Most homes use either latrines out back (medieval) or a septic tank system, both of which are contaminating the entire water supply.  Water is collected either through ingenious rain collection from rooftops, or pumped up from the never-ending supply from the regular rainfall—we are in the Lakes District, after all—the Inter-lacustrine region for my stuffy professor colleagues.   

I learned that despite the abundance of water, and the glorious tropical climate which grows enough food to support the world’s second highest birth rate (3.8% per annum), Ugandans grossly under-exploit (typical American perspective) their natural resources; that life expectancy is at an eye-popping 52 years in a land that knows no hunger, but is the epicenter to endemic diseases like Ebola (break out while we were there), HIV/AIDS, Marburg’s Disease (break out while we were there), West Nile Virus, not to mention protracted civil conflicts.

Why the rampant poverty amidst such potential and plenty is still a conundrum for me.

I learned that despite all of these setbacks to development, coupled with the widespread poverty and lack of access to education, Africans are, ironically, happier than we Americans who take our many luxuries for granted.  Each time I visit Africa I relearn a lesson I have not incorporated into my daily life: “stuff” does not make us happy; it makes us miserable.  There is a baseline of necessities (adequate shelter, food, some clothing, a few dollars in the bank, and most importantly good family and friends) beyond which we begin to covet, become jealous, and feel like failures for not owning.  The latter sentiments are products of the many products we have available to us and is at the heart of the Western model of development: more jobs are created by making more stuff, which creates more jobs to make more stuff.  This is all relatively new to much of Africa, and it is not healthy (physically, in the form of the hamburger/soda diets; emotionally in the form of materialism).  
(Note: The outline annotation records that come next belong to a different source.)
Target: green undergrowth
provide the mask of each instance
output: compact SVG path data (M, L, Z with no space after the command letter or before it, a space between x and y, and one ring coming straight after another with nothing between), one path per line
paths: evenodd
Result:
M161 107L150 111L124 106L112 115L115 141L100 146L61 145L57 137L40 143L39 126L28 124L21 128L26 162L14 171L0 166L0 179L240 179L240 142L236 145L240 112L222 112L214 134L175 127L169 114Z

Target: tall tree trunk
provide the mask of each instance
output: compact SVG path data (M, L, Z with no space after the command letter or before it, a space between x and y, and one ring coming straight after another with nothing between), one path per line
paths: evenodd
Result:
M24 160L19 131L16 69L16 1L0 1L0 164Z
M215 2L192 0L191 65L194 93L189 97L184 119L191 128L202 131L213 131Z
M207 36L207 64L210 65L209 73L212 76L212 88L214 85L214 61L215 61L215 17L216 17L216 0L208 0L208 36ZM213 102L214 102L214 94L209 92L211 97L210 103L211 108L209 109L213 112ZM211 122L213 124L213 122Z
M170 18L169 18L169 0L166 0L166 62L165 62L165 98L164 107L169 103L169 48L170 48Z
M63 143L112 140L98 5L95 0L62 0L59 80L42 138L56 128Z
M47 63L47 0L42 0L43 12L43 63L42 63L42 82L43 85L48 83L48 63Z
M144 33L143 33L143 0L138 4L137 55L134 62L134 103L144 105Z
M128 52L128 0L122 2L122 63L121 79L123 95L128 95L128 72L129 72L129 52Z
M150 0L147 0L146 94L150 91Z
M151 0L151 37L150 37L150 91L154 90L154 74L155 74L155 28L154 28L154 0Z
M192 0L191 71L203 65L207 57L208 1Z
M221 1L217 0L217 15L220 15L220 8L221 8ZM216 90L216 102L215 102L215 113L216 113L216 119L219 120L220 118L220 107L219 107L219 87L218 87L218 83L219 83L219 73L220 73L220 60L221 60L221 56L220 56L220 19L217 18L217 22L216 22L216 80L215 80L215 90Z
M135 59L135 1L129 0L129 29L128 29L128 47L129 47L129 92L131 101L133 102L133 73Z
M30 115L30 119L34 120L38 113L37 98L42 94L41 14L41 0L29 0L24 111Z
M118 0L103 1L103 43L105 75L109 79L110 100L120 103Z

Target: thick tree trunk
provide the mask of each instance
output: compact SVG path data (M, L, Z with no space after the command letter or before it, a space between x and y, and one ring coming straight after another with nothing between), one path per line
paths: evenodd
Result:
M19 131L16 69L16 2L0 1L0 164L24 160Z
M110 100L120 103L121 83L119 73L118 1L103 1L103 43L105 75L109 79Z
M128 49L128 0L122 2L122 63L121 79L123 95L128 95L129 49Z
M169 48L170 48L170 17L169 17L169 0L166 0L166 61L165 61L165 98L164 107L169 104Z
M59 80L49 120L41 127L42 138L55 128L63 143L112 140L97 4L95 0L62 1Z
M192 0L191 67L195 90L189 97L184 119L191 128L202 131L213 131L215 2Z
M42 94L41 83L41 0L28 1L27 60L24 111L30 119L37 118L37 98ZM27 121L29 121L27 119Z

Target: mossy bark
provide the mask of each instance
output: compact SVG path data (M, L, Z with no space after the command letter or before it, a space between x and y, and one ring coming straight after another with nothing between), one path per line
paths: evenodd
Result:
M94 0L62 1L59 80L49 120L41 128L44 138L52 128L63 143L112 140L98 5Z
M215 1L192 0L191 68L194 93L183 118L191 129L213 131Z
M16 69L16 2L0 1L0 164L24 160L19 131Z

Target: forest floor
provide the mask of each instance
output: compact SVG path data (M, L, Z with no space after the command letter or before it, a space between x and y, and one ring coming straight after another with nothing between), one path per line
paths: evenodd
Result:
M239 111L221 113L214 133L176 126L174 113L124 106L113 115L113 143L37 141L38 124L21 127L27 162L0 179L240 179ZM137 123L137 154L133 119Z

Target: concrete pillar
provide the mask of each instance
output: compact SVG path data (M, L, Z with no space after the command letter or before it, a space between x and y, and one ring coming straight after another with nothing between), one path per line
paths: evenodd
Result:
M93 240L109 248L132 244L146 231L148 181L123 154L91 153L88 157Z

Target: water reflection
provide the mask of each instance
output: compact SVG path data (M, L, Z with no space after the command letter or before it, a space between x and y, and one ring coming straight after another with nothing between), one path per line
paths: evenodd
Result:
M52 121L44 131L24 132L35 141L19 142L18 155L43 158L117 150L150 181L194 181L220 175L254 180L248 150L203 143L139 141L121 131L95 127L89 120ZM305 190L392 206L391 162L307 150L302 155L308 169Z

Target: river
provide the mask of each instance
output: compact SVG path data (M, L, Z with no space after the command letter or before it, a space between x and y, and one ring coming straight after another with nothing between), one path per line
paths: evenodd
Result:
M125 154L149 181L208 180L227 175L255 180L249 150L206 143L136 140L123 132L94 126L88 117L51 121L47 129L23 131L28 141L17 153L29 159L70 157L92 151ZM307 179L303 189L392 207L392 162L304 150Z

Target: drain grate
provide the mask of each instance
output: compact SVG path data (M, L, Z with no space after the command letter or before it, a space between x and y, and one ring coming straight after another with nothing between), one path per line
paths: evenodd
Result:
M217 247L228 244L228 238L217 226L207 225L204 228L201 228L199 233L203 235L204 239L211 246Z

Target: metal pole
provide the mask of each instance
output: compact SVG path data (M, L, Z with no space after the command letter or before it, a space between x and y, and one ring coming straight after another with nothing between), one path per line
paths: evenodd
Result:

This is the lesson I take back each time I visit Africa, and yet if I could just get the new 7” iPad and a pair of Beats by Dr Dre I know my life would be much easier.

Sunday, November 4, 2012

Meet John K.

"Enjoying" Ethiopian Food in Entebbe

John K… is a walking, talking miracle.  His whole village and all his family were killed in the Rwandan Genocide (1994).  He was four years old, shot in the leg and buried alive on top of 89 neighbors and family members.  Rwanda was so blown apart and helpless to its people that he lived on the street until a lady smuggled him into Uganda where he’s been ever since.  The lady died three years later, when John was barely in primary school. He lived on the streets of Kampala for a few more years, visiting a local Pentecostal church & singing in its choir.  He had his school fees paid through the church, until it went under, and he was linked to an American sponsor who goes through our little charity, Enough to Spare, to pay his school fees. 
We visited his school, Merryland High School in Entebbe, and took John to dinner in town. In the three years he’s been attending that high school he’s never had a visitor—until yesterday!  We found a little Ethiopian restaurant (Mary: I didn’t think Ethiopians ate.”) and we had a great time.  John was especially happy to have us take him to the supermarket and fill up a cart of things to take back.  We are happy to know John.  He’s 22 and a sophomore in high school.  He said that there was one student from Sudan, aged 35 and with a family, trying to get an education.  Civil wars and violence are so disruptive and have such devastating effects on family and education. We often take for granted what opportunities we have right in front of us.

Trees, Monkeys, Tarzan

Just one of hundreds of species at this "sleeper" of a tourist trap.  We were the only ones there!
Hornbill
Entebbe Botanical Gardens are one of the least know/frequented tourist scenes in the area.  Very cool selection of plants, trees, birds, monkeys, etc. just next to the zoo.  Many of the zoo animals are AWOL at the gardens.  The Gardens are where the original Tarzan series was filmed.  We ended up playing George of the Jungle, swinging into trees, instead of the Johnny Weissmuller Tarzan technique, but we got to swing on the same vines.

Monday, October 29, 2012

Cattle run on the street


This is what we ran into one day walking back from the market to our house, which is just off this road (if you can call it a road!).  Check out those horns!

"Winning"






Dave was shopping in downtown Kampala when he had one of those surreal moments.  Just as he made his purchase, the checker got excited, called the manager, and the employees started cheering.  Apparently he had won a contest of some sort, and was obligated to take a photo with the manager and bring home free stuff.  Free stuff is always good!  Among the items (not shown here) was a beer mug (gave that to the caretaker), two giant bottles of lotion, and "hair food," which appears to be a chemical treatment for women's hair here.  In a city of several million people, the white guy had to be the winner.  Haha!

Tuesday, October 23, 2012

Lake of Many Little Birds (Bunyoni)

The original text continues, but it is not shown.